Was bleibt nun vom Andenken an den großen Paul Desmond fast fünfzig Jahre nach seinem Tod? Jazz als Musikgattung scheint insgesamt unter Schwindsucht zu leiden und sich mitsamt der Drogen- und Alkoholexzesse seiner Musiker aus dieser verkommenen Welt zurückzuziehen. Nur wenige progressive junge Jazzmusiker wie Kamasi Washington können noch eine fortdauernde Karriere vorweisen, auch gibt es kaum noch bekannte und erfolgreiche Jazzkompositionen, erst recht nicht auf dem Niveau von Take Five. Seit fünfzig Jahren beobachten wir nun den schleichenden Tod einer ganzen Musikgattung.
Damals dachte ich, es sei eine Art Wegwerfprodukt. Ich war bereit, die gesamten Rechte an Take Five gegen einen gebrauchten Ronson-Elektrorasierer einzutauschen.
Paul Desmond über seinen größten Hit
Paris in den Achtzigern war der wenig gelungene Aufguss des Paris vergangener Tage, als es dort noch echte Markthallen und Schlachthöfe gab, Saint Germain kein Disneyland für US-Touristen und das Musée d’Orsay noch ein Geisterbahnhof war. Damals streunten zwei junge Männer nach durchzechter Nacht durch die Stadt und hatten sich ausgerechnet am brachialen Manifest des Kapitalismus, dem Tour Montparnasse verirrt. Plötzlich erklang dort etwas sehr vertrautes und der graue und verregnete Tag wurde schlagartig heiter und unbeschwert: es war Desmonds unsterbliche Komposition Take Five, eingeübt von ein paar jungen Musikern für einen abendlichen Auftritt.
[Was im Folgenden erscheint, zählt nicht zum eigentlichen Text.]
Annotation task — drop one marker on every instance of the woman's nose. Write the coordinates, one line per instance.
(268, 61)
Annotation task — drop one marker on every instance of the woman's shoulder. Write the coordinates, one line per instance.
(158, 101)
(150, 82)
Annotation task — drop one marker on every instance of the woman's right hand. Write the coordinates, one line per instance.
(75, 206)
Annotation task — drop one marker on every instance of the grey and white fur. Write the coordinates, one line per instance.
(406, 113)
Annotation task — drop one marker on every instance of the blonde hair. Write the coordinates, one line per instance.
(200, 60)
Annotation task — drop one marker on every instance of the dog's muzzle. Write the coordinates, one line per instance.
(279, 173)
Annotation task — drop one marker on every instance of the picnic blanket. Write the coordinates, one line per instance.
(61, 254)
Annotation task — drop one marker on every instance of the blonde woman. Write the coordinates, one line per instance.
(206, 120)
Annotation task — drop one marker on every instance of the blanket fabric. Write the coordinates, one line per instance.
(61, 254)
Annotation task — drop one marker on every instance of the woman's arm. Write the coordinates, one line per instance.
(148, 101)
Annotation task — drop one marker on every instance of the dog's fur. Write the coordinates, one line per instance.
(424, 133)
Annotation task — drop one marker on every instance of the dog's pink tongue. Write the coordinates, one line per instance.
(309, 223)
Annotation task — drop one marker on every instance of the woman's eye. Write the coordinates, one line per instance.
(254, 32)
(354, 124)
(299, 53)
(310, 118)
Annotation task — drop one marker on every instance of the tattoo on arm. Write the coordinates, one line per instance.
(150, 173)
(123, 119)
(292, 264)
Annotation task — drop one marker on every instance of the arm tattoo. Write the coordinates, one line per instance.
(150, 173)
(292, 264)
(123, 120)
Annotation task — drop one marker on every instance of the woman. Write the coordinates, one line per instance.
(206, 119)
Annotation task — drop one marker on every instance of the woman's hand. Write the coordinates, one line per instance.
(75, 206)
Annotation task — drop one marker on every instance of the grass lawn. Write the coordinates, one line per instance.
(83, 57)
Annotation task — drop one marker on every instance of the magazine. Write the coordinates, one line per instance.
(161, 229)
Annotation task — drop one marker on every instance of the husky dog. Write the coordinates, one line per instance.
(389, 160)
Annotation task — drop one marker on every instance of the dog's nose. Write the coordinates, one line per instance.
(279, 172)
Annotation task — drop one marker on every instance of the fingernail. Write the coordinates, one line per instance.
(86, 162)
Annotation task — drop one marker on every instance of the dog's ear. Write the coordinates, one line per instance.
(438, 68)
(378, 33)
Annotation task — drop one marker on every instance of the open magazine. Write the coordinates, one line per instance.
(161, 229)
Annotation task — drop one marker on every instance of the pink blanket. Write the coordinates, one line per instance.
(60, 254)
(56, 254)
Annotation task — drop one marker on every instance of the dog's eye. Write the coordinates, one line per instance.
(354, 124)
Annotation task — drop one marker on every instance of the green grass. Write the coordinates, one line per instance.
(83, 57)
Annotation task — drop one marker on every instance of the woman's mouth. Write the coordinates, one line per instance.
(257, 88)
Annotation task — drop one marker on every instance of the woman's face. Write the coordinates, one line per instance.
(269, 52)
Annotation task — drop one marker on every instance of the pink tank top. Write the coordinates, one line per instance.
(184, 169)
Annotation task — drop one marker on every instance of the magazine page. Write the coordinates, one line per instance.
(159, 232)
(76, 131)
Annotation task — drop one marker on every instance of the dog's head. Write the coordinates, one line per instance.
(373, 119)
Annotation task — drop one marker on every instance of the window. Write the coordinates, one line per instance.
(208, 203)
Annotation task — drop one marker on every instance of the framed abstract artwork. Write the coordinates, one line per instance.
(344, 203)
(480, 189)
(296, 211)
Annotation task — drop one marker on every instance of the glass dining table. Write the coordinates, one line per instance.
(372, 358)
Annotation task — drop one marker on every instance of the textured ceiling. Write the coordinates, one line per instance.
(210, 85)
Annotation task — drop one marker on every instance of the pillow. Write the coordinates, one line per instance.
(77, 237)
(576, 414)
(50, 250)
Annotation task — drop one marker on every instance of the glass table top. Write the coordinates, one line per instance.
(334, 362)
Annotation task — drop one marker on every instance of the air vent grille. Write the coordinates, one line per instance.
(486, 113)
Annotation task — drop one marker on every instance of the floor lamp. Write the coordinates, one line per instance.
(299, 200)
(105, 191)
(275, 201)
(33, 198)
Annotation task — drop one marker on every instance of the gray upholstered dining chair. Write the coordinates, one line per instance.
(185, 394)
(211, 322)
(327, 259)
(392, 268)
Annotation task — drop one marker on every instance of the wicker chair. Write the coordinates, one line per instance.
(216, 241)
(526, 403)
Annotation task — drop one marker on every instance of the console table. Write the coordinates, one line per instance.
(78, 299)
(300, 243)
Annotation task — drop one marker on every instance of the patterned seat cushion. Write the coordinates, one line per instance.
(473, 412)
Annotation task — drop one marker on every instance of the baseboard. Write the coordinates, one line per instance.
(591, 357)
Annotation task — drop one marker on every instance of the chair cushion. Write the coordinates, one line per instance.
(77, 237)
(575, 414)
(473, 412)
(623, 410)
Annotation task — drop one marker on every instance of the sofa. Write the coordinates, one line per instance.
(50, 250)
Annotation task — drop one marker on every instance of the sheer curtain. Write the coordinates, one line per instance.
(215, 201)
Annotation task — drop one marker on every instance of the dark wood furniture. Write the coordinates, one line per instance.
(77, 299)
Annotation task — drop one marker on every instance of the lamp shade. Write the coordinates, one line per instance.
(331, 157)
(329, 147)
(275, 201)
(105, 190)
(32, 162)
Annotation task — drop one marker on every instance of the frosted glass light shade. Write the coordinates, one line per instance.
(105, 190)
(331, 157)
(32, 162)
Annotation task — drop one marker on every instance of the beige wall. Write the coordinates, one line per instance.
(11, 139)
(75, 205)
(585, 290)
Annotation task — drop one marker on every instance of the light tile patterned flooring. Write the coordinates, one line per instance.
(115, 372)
Was bleibt, das ist die Erinnerung und natürlich die Hoffnung auf eine Renaissance all dessen. Beim Hören von Desmonds Werk stellen sich überhaupt nur positive Gedanken ein. Der Mensch kann sehr wohl mit der Welt im Einklang leben, zumindest mit einem Glas Whisky in der Hand. Glückliche Hummeln, süß duftende Blüten in Trompetenform, im leichten Sommerwind wehende Felder und strahlend blauer Himmel kommen in den Sinn. Man kann ganz mit sich allein sein, solange nur Paul Desmonds Musik dabei ist – was er geschaffen hat, das macht heiter und zufrieden.